Our results support a model in which c-KIT signaling is targeted by Yersinia T3SS to suppress pro-inflammatory
responses. Some kinases activated downstream of c-KIT, such as MEK and PI3K, have been shown to be inhibited by the Yersinia effectors YopJ and YopH, respectively [9, 10, 42]. YopJ has also been shown to inhibit phosphorylation of MKK4/SEK1 and attenuates JNK signaling and subsequent Regorafenib EGR1 activation  (Figure 8). Our findings suggest that downregulation of a receptor kinase function that leads to NF-κB activation can ameliorate the inhibitory effect of Yersinia T3SS. Since we observed that the inhibition of another signaling protein AKT1 also resulted in higher production of TNF-α by Yersinia-infected macrophage cells (Figure 3), we hypothesized that upon bacterial infection, multiple signal transduction pathways are triggered by various host extracellular and intracellular receptors of pathogen associated selleck chemicals molecular patterns (PAMPs).
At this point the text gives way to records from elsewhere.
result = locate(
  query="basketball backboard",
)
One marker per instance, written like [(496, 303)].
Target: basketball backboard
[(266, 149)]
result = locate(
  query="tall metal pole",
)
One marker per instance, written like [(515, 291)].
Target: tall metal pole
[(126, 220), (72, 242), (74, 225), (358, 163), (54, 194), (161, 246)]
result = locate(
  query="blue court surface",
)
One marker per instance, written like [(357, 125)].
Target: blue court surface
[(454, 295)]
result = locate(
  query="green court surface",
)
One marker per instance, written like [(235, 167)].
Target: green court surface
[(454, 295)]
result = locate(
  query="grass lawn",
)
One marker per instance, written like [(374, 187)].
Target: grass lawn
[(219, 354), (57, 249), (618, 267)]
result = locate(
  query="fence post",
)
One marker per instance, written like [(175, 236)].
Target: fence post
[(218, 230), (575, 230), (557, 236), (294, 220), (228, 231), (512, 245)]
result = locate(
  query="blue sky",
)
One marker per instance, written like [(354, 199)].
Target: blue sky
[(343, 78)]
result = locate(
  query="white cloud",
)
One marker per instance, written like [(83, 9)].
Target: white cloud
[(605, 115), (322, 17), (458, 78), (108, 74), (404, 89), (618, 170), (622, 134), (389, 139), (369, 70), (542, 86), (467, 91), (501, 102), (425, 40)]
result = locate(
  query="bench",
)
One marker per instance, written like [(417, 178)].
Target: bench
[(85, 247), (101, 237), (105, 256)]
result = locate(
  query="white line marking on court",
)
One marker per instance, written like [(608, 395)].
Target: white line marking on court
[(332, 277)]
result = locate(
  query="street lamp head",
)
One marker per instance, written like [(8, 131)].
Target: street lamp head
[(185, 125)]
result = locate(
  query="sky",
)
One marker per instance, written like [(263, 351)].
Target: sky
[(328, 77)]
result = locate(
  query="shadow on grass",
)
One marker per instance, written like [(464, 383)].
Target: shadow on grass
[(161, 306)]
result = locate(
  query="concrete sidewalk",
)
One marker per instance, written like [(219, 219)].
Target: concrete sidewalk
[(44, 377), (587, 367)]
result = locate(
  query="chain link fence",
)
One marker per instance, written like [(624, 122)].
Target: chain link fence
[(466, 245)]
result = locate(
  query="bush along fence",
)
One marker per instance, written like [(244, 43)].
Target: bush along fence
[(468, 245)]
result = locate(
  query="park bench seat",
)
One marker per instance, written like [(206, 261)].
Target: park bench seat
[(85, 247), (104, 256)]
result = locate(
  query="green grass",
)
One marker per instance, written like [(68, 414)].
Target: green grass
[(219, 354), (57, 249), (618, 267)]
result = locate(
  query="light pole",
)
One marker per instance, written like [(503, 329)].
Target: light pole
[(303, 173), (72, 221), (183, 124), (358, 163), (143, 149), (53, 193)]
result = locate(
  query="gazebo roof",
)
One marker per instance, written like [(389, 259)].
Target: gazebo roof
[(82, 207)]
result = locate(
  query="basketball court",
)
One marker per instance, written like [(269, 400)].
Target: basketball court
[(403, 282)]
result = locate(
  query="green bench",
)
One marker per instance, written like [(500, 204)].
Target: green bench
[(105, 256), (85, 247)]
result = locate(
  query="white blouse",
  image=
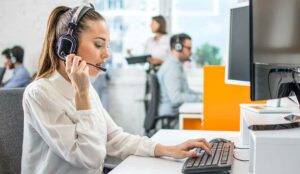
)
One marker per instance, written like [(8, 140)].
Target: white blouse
[(158, 49), (59, 139)]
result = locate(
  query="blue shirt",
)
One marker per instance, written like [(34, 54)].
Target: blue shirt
[(174, 89), (20, 78)]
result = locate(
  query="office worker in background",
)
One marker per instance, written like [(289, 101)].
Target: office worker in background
[(174, 89), (66, 128), (14, 60), (158, 45)]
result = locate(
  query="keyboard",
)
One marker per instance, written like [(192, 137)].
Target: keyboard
[(218, 162)]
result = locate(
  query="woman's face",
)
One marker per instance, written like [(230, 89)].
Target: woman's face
[(154, 26), (93, 44)]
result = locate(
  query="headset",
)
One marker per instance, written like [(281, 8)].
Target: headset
[(67, 42), (178, 45)]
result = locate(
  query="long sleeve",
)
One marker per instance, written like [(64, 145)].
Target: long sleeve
[(122, 144), (71, 135)]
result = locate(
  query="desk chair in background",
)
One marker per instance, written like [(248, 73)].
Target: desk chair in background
[(2, 72), (11, 130), (152, 118)]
However, not all signaling pathways are inactivated by Yersinia during infection, and inhibition of c-KIT may lead to redirection to alternative signaling pathways, such as the LPS-activated
CD14 and TLR4 signaling to p38 and JNK, to recover selleckchem NF-KB-driven gene expression [44, 45]. This hypothesis is supported by our observations that pharmacological inactivation of JNK1 using the inhibitor BI-78D3 did not recover pro-inflammatory gene expression in THP-1 cells infected with pathogenic Yersinia (Figure 5A), while AKT1 and c-KIT inhibition resulted in increased TNF-α production in infected THP-1 and NHDC (Figure 3). Thus, redistribution of signaling pathways can still lead to mitigation of NF-κB-regulated immune response during the course of Yersinia infection. The exact mechanism of Yersinia activation of c-KIT remains unclear. The natural ligand of c-KIT, SCF, has been shown to activate c-KIT phosphorylation within 5 min of treatment [34, 35]. In response to Y. enterocolitica, c-KIT exhibited maximal phosphorylation at ~45 min post-infection in THP-1 cells by Western blot (Figure 6), demonstrating that Yersinia infection is capable of stimulating c-KIT activation,
albeit via a delayed response compared to SCF. Since, we observed this delayed phosphorylation in both virulent Fenbendazole and attenuated Y. enterocolitica, it may be the case that LPS or other bacterial cell surface molecule can mediate host receptor phosphorylation and/or signaling, rather than solely the T3SS. We have also shown that inhibition of c-KIT signaling by the small molecule OSI-930 induced an altered inflammatory gene expression pattern in response to pathogenic Yersinia that resembled infection by a non-virulent strain (Figure 5A), further supporting functional links between c-KIT activity and Yersinia virulence. It may be the case that Yop effectors either directly or indirectly modulate c-KIT function following injection into the host.